Credited with introducing the first automatic washing machine, Whirlpool (NYSE:WHR) is a manufacturer of a variety of home appliances.

Electrical Systems

Like many equipment and component manufacturers, electrical systems companies are buoyed by secular trends such as connectivity and industrial automation. More specific pockets of strong demand include Internet of Things (IoT) connectivity and the 5G telecom upgrade cycle, which can benefit companies whose cables and conduits fit those needs. But like the broader industrials sector, these companies are also at the whim of economic cycles. Interest rates, for example, can greatly impact projects that drive demand for these products.

Sales Growth

Reviewing a company’s long-term sales performance reveals insights into its quality. Any business can put up a good quarter or two, but many enduring ones grow for years. Whirlpool’s demand was weak over the last five years as its sales fell at a 4.7% annual rate. This wasn’t a great result and suggests it’s a low quality business.
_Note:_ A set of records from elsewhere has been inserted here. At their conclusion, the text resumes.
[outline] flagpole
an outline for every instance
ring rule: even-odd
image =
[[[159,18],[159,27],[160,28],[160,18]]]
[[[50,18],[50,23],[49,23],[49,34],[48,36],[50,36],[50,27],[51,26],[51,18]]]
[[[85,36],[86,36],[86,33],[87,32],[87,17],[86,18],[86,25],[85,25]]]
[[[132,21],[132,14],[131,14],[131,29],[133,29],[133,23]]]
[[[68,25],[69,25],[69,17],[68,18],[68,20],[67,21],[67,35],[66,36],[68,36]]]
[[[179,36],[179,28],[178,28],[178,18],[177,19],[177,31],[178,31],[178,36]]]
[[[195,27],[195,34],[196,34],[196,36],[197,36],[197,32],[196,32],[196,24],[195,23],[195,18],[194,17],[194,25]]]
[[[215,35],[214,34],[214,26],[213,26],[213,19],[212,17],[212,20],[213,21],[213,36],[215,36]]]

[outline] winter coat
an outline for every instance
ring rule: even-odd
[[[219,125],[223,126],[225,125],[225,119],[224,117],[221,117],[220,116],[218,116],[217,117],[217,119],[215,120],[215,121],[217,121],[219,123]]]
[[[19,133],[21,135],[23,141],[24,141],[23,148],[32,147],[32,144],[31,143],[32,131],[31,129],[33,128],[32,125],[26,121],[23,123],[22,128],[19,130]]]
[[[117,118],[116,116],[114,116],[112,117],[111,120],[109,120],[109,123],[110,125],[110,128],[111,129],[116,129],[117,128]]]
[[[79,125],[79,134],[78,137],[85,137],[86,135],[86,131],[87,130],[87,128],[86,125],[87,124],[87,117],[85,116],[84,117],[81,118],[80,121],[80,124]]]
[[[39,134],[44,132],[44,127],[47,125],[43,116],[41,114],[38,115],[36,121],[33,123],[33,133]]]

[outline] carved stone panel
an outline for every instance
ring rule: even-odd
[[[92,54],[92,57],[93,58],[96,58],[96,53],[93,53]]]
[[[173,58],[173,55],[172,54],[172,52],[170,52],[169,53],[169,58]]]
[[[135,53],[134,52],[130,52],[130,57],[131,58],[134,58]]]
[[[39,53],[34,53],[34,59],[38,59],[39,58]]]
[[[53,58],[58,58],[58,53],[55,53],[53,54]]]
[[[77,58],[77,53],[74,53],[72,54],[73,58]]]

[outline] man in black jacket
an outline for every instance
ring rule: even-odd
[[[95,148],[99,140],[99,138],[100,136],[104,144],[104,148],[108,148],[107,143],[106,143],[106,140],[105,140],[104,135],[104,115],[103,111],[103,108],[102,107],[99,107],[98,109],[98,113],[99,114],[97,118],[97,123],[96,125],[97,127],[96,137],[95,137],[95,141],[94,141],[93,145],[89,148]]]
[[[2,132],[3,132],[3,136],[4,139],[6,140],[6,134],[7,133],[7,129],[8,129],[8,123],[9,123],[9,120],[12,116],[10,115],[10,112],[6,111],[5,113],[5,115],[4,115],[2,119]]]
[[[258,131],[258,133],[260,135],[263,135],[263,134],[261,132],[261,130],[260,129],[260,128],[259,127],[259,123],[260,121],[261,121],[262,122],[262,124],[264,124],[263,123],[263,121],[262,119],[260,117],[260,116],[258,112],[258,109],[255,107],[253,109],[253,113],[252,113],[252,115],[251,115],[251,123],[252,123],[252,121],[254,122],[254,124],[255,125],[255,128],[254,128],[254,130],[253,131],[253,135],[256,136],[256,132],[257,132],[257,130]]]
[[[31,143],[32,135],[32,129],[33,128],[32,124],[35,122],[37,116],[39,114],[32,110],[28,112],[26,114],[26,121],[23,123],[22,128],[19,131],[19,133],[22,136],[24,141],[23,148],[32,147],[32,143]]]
Whirlpool Quarterly Revenue
Whirlpool Quarterly Revenue

We at StockStory place the most emphasis on long-term growth, but within industrials, a half-decade historical view may miss cycles, industry trends, or a company capitalizing on catalysts such as a new contract win or a successful product line. Whirlpool’s recent performance shows its demand remained suppressed as its revenue has declined by 10.1% annually over the last two years.

Whirlpool Year-On-Year Revenue Growth
Whirlpool Year-On-Year Revenue Growth

This quarter, Whirlpool missed Wall Street’s estimates and reported a rather uninspiring 19.4% year-on-year revenue decline, generating $3.62 billion of revenue.

Looking ahead, sell-side analysts expect revenue to decline by 1.3% over the next 12 months. While this projection is better than its two-year trend, it's tough to feel optimistic about a company facing demand difficulties.